With that in hand, each member of the team can select a group of tasks that can probably be completed during the number of ideal days we estimate they’ll have available during the sprint. But we know going in that these estimates are in terms of ideal days, not actual business days, and that if anything unanticipated happens, the mapping of ideal days to actual days we did won’t match up anymore, causing the work to take longer than anticipated. This understanding is fundamental to how the system works; by going into each sprint knowing that our mapping of ideal days to actual days is subject to external influences beyond our control, we avoid many of the anxieties that come from having rigid or rigid-feeling schedules.

For your consideration

For example, let’s consider a standard 12-business-day MDN sprint which spans my birthday as well as Martin Luther King, Jr. Day, which is a US Federal holiday. During those 12 days, I also have two doctor appointments scheduled which will have me out of the office for roughly half a day total, and I have about a day’s worth of meetings on my schedule as of sprint planning time. Doing the math, then, we find that I have 8.5 days available to work.
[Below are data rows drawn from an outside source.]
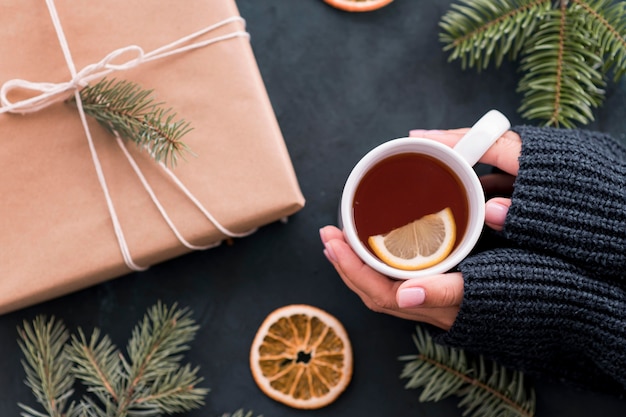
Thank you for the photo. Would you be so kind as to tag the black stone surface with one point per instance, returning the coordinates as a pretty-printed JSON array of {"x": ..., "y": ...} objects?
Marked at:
[{"x": 340, "y": 84}]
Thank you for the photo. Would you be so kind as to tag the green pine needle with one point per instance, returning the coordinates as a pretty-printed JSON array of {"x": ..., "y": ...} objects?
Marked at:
[
  {"x": 566, "y": 48},
  {"x": 485, "y": 390},
  {"x": 150, "y": 382},
  {"x": 240, "y": 413},
  {"x": 125, "y": 109}
]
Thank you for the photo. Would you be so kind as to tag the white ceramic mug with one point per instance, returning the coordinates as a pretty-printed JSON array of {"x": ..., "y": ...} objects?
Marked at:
[{"x": 459, "y": 159}]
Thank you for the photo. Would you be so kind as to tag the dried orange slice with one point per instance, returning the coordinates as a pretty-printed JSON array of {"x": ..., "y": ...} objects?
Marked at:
[
  {"x": 358, "y": 5},
  {"x": 419, "y": 244},
  {"x": 301, "y": 356}
]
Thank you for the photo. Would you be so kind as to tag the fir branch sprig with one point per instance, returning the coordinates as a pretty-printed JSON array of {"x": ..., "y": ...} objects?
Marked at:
[
  {"x": 240, "y": 413},
  {"x": 127, "y": 110},
  {"x": 485, "y": 391},
  {"x": 48, "y": 369},
  {"x": 567, "y": 50},
  {"x": 150, "y": 382}
]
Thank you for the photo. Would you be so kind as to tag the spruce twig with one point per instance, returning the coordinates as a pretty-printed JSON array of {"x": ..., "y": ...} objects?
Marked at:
[
  {"x": 125, "y": 109},
  {"x": 240, "y": 413},
  {"x": 485, "y": 391},
  {"x": 566, "y": 48},
  {"x": 150, "y": 382},
  {"x": 47, "y": 367}
]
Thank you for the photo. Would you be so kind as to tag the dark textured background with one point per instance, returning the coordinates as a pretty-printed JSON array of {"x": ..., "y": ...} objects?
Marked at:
[{"x": 340, "y": 84}]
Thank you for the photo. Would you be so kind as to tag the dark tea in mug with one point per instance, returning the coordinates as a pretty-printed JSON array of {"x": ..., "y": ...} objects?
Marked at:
[{"x": 405, "y": 187}]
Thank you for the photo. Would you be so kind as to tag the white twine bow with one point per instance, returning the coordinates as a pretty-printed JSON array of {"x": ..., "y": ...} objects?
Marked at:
[{"x": 50, "y": 93}]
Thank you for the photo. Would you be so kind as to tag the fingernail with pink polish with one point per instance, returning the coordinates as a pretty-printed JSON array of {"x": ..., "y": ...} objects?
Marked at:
[
  {"x": 424, "y": 132},
  {"x": 330, "y": 253},
  {"x": 411, "y": 297},
  {"x": 496, "y": 212}
]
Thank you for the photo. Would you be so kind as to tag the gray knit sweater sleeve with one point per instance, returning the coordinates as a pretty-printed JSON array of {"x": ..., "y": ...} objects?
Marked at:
[{"x": 554, "y": 300}]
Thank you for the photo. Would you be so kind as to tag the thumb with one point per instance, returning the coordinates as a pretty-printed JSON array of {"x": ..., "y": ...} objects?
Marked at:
[{"x": 496, "y": 210}]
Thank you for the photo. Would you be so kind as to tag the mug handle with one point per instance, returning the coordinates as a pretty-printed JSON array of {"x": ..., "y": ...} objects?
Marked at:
[{"x": 482, "y": 135}]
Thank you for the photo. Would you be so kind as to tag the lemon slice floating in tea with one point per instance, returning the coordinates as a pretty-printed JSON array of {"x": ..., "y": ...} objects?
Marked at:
[
  {"x": 358, "y": 5},
  {"x": 301, "y": 356},
  {"x": 419, "y": 244}
]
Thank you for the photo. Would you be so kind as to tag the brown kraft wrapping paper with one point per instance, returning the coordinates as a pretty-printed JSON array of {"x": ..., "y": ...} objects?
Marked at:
[{"x": 56, "y": 233}]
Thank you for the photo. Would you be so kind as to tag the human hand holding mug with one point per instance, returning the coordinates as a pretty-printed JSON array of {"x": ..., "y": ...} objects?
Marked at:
[
  {"x": 433, "y": 299},
  {"x": 406, "y": 179}
]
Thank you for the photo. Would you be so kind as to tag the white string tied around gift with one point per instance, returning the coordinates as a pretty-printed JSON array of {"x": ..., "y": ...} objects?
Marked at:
[{"x": 50, "y": 93}]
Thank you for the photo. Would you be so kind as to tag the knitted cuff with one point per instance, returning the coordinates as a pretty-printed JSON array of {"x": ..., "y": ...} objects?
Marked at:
[
  {"x": 542, "y": 315},
  {"x": 570, "y": 198}
]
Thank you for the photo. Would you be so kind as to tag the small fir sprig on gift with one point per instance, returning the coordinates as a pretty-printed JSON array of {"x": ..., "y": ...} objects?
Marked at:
[
  {"x": 567, "y": 49},
  {"x": 127, "y": 110},
  {"x": 485, "y": 391},
  {"x": 151, "y": 381}
]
Knowing this, I then review the various task lists and find a total of around 8 to 8.5 days worth of work to do. Perhaps a little less if I think the odds are good that more time will be occupied with other things than the calendar suggests. For example, if my daughter is sick, there’s a decent chance I will be too in a few days, so I might take on just a little less work for the sprint.

As the sprint begins, then, I have an estimated 8 ideal days worth of work to do during the 12-day sprint. Because of the “ideal day” system, everyone on the team knows that if there are any additional interruptions—even short ones—the odds of completing everything on the list are reduced. As such, this system not only helps make it easier to estimate how long tasks will take, but also helps to reinforce with colleagues that we need to stay focused as much as possible, in order to finish everything on time.
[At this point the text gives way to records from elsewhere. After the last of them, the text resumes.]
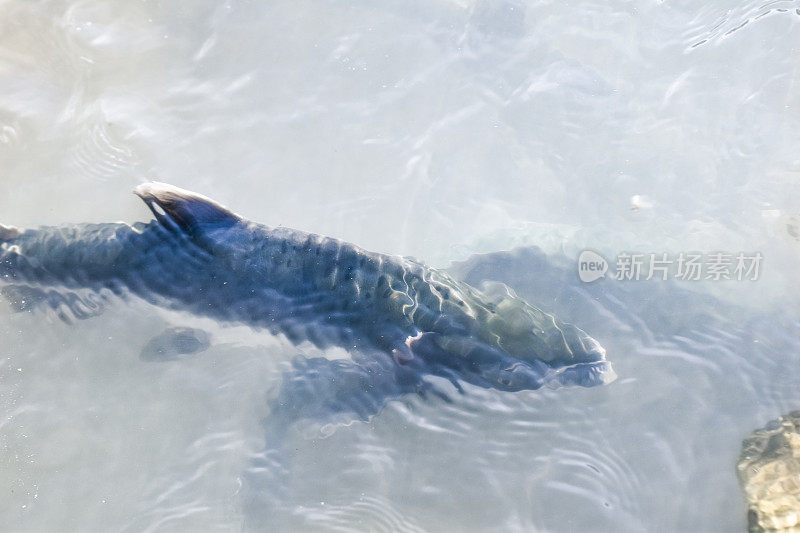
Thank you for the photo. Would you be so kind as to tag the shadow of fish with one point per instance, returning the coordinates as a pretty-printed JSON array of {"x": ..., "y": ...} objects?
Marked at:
[{"x": 201, "y": 257}]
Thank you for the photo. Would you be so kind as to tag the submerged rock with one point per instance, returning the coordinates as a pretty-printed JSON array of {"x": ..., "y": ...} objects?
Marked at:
[{"x": 769, "y": 473}]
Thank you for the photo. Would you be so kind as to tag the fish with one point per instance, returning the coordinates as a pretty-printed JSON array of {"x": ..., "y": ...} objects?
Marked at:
[{"x": 404, "y": 319}]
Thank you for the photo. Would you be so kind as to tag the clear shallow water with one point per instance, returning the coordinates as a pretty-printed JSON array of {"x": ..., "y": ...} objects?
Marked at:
[{"x": 432, "y": 129}]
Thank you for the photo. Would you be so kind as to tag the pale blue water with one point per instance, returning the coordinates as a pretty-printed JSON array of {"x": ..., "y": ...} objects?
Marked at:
[{"x": 432, "y": 129}]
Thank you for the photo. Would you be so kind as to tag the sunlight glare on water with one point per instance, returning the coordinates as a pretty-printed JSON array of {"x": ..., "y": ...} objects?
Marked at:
[{"x": 435, "y": 129}]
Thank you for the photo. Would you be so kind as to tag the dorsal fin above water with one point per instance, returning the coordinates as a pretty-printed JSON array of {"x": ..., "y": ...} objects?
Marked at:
[{"x": 179, "y": 209}]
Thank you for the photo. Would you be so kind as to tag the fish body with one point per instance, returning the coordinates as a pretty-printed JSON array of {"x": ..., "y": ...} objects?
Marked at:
[{"x": 201, "y": 257}]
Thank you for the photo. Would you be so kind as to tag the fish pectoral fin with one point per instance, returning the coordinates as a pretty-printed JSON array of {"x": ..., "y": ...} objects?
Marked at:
[
  {"x": 181, "y": 210},
  {"x": 174, "y": 342}
]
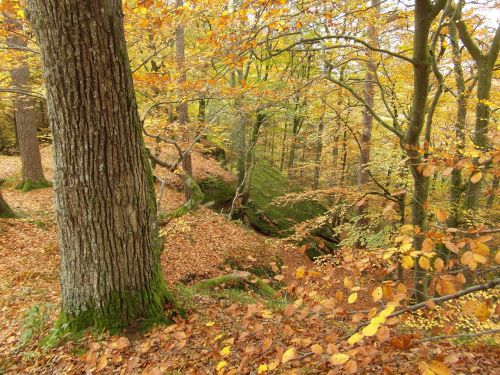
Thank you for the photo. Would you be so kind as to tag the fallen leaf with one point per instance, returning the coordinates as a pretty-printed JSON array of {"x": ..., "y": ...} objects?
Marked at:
[{"x": 339, "y": 359}]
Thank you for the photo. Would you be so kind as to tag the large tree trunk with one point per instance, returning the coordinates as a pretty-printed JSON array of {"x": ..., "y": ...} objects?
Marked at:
[
  {"x": 105, "y": 204},
  {"x": 25, "y": 114},
  {"x": 425, "y": 13}
]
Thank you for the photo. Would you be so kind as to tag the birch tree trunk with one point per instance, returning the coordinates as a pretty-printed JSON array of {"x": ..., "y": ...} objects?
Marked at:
[
  {"x": 25, "y": 115},
  {"x": 105, "y": 204}
]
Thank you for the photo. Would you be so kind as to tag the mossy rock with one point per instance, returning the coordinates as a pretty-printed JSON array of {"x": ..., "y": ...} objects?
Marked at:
[
  {"x": 217, "y": 190},
  {"x": 268, "y": 183}
]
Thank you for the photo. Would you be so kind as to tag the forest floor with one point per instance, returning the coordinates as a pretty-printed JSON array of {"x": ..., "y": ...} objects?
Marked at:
[{"x": 303, "y": 331}]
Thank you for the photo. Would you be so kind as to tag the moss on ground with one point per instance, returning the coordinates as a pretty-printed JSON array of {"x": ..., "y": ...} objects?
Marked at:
[
  {"x": 28, "y": 185},
  {"x": 268, "y": 183},
  {"x": 217, "y": 190}
]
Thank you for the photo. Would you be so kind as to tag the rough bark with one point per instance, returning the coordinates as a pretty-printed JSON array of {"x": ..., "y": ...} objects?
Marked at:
[
  {"x": 369, "y": 96},
  {"x": 485, "y": 62},
  {"x": 25, "y": 114},
  {"x": 425, "y": 13},
  {"x": 318, "y": 151},
  {"x": 456, "y": 183},
  {"x": 182, "y": 109},
  {"x": 105, "y": 204},
  {"x": 5, "y": 210}
]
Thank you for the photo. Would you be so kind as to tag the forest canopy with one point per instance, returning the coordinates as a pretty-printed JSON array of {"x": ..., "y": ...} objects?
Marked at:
[{"x": 249, "y": 186}]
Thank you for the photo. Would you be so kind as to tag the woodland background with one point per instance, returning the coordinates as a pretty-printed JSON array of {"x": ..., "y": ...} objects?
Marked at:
[{"x": 326, "y": 177}]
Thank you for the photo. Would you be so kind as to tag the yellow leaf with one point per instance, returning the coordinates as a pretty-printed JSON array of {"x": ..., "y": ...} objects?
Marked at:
[
  {"x": 317, "y": 349},
  {"x": 438, "y": 368},
  {"x": 289, "y": 355},
  {"x": 442, "y": 215},
  {"x": 476, "y": 177},
  {"x": 383, "y": 334},
  {"x": 438, "y": 264},
  {"x": 300, "y": 273},
  {"x": 388, "y": 310},
  {"x": 339, "y": 359},
  {"x": 482, "y": 312},
  {"x": 424, "y": 263},
  {"x": 429, "y": 170},
  {"x": 267, "y": 314},
  {"x": 102, "y": 363},
  {"x": 479, "y": 258},
  {"x": 348, "y": 282},
  {"x": 407, "y": 262},
  {"x": 354, "y": 338},
  {"x": 226, "y": 351},
  {"x": 352, "y": 298},
  {"x": 481, "y": 249},
  {"x": 466, "y": 258},
  {"x": 221, "y": 365},
  {"x": 262, "y": 368},
  {"x": 377, "y": 294},
  {"x": 469, "y": 307},
  {"x": 371, "y": 329},
  {"x": 427, "y": 245}
]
If I don’t finish everything on the sprint plan by the end of the sprint, we will discuss it briefly during our end-of-sprint review to see if there’s any adjustment we need to make in future planning sessions, but it’s done with the understanding that life happens, and that sometimes delays just can’t be anticipated or avoided.

On the other hand, if I happen to finish before the sprint is over, I have time to get extra work done, so I go back to the task lists, or to my list of things I want to get done that are not on the priority list right now, and work on those things through the end of the sprint. That way, I’m able to continue to be productive regardless of how accurate my time estimates are.

I can work with this

In general, I really like this way of estimating task schedules. It does a much better job of allowing for the way I work than any other system I’ve been asked to work within. It’s not perfect, and the overhead is a little higher than I’d like, but by and large it does a pretty god job. That’s not to say we won’t try another, possibly better, way of handling the planning process in the future

But for now, my work days are as ideal as can be.